The man's lantern clattered to the floor but stayed lit. His eyes bulged with fear as Kairo slammed him against the wall, blade flashing near his throat.

"Where is Lysander?" Kairo asked, voice low and dangerous.

"I—he's not—he's not here—" the man stammered as Kairo removed his hand just enough for him to speak.

"Wrong answer." Elira's dagger pressed harder.

"He's at the lower gate!" the overseer gasped. "Waiting to inspect the carts before dawn—please, I don't know anything else—"

Kairo's eyes narrowed. "What's in the rest of the shipment?"

"Just… just what's here! Vials, powders, sealed sacks. Lord Lysander said it's for Vale, not me—"

Elira met Kairo's gaze. "He's not lying."

Kairo knocked the man unconscious with the hilt of his sword and dragged him into a dark corner. "If Lysander's personally checking the shipment," he said grimly, "we can't let him leave the gate alive."

Elira wiped her dagger clean, her breath steady now. "So we take him tonight."

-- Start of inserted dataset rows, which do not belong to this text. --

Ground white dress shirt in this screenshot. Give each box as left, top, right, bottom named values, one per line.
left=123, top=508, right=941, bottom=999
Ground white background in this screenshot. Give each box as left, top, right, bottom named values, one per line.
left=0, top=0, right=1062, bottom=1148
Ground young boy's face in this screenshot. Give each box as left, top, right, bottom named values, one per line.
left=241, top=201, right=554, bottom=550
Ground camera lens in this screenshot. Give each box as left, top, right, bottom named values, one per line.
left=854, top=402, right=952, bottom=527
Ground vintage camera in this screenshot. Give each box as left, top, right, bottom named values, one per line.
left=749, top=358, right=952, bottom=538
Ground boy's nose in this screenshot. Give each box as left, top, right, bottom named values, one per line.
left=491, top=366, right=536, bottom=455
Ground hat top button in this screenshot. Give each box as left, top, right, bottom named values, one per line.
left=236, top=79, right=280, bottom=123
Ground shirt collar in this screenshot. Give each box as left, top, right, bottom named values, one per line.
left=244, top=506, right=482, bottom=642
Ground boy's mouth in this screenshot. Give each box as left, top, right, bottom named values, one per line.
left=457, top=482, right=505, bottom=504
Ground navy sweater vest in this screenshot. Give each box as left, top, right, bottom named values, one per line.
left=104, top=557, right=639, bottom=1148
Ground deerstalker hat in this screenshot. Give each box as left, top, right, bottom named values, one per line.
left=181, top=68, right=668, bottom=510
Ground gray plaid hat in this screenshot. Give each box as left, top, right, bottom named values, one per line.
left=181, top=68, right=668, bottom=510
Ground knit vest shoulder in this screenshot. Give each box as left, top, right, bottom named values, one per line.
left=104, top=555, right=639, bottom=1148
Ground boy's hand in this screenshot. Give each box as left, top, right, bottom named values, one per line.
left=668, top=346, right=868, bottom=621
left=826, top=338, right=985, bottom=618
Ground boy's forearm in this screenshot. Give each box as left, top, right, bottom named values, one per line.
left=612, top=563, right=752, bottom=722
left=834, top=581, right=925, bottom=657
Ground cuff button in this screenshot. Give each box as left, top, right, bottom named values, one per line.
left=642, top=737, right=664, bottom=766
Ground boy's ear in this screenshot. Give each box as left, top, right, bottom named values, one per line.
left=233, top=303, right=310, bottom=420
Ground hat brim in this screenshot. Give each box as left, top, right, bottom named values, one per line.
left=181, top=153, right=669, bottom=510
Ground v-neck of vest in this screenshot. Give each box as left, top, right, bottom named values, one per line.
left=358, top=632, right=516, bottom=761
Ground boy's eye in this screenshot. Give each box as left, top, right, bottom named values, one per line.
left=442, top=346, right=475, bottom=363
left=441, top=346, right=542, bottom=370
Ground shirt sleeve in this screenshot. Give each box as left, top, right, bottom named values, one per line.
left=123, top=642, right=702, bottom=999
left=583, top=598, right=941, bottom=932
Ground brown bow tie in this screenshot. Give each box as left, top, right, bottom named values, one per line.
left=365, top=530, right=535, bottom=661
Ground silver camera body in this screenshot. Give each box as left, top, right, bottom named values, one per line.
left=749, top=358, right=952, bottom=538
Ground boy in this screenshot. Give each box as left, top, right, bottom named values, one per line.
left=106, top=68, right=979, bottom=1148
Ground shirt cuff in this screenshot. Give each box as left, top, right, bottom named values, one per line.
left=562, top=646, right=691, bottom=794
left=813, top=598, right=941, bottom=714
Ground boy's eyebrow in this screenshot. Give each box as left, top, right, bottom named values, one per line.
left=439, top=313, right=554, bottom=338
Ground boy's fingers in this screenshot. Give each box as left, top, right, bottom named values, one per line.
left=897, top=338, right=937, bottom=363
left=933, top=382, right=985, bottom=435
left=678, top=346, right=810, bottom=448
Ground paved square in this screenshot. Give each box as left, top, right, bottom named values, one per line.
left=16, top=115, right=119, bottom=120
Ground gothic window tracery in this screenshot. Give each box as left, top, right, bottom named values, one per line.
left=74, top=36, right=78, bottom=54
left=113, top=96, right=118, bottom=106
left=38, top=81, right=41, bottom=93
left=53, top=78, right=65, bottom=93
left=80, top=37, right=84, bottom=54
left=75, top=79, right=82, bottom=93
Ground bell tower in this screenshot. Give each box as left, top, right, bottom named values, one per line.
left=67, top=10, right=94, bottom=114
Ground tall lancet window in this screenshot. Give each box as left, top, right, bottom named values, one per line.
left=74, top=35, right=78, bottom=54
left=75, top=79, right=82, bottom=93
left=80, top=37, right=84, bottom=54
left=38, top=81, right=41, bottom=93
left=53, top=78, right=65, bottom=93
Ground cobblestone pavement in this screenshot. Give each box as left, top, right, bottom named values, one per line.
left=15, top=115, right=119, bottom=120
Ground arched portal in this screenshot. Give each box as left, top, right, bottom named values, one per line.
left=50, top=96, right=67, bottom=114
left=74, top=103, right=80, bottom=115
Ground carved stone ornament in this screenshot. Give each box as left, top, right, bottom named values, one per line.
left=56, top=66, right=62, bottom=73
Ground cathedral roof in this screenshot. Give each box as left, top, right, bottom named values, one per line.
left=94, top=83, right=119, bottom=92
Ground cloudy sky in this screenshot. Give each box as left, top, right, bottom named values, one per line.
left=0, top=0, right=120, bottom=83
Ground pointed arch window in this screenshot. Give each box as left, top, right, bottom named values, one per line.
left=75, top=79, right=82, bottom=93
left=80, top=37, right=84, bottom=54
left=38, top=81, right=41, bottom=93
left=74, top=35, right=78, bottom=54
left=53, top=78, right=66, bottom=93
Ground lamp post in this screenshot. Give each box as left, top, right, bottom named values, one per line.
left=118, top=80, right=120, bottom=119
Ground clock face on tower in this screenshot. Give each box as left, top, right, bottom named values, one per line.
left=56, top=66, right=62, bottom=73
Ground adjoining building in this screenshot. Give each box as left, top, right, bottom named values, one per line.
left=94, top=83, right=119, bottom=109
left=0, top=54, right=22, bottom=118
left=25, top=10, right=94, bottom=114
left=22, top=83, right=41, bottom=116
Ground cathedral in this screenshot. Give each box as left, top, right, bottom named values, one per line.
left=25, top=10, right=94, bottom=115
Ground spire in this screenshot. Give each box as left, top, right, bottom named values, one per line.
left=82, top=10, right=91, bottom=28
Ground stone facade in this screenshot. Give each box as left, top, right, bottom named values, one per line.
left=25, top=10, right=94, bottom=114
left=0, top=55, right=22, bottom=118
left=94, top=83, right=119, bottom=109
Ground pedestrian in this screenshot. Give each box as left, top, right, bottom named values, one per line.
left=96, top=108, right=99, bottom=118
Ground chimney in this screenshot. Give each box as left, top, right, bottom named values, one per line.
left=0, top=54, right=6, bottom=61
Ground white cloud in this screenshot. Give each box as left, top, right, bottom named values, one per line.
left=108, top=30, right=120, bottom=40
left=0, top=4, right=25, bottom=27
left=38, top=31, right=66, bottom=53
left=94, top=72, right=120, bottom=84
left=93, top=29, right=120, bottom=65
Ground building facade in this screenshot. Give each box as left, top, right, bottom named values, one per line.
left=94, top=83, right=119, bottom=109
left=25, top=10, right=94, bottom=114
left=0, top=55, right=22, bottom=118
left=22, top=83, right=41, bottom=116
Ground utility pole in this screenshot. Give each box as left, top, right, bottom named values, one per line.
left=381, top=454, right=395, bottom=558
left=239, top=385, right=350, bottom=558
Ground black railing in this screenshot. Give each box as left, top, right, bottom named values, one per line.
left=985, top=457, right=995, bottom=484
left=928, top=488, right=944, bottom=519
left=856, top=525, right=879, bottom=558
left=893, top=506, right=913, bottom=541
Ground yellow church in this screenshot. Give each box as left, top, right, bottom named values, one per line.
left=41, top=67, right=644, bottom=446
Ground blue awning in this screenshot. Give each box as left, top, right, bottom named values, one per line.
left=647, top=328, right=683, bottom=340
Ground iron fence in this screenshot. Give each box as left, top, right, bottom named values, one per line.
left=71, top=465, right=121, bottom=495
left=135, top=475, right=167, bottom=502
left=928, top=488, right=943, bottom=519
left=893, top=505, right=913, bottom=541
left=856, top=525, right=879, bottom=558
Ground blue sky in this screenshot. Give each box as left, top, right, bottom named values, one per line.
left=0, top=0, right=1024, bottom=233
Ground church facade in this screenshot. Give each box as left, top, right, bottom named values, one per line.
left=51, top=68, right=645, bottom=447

"Not yet." Kairo glanced at the ruined crates. "First we make sure he thinks nothing's wrong. If he suspects, he'll vanish again."

He sheathed his blade and grabbed a coil of rope from the wall. "We follow his men out. When he comes to inspect the carts, we cut him off—no witnesses, no chance to slip away."

Elira gave a thin smile. "Finally. A plan I like."

They doused the lantern, leaving the chamber in darkness, and slipped into the tunnels after the men loading the poisoned carts.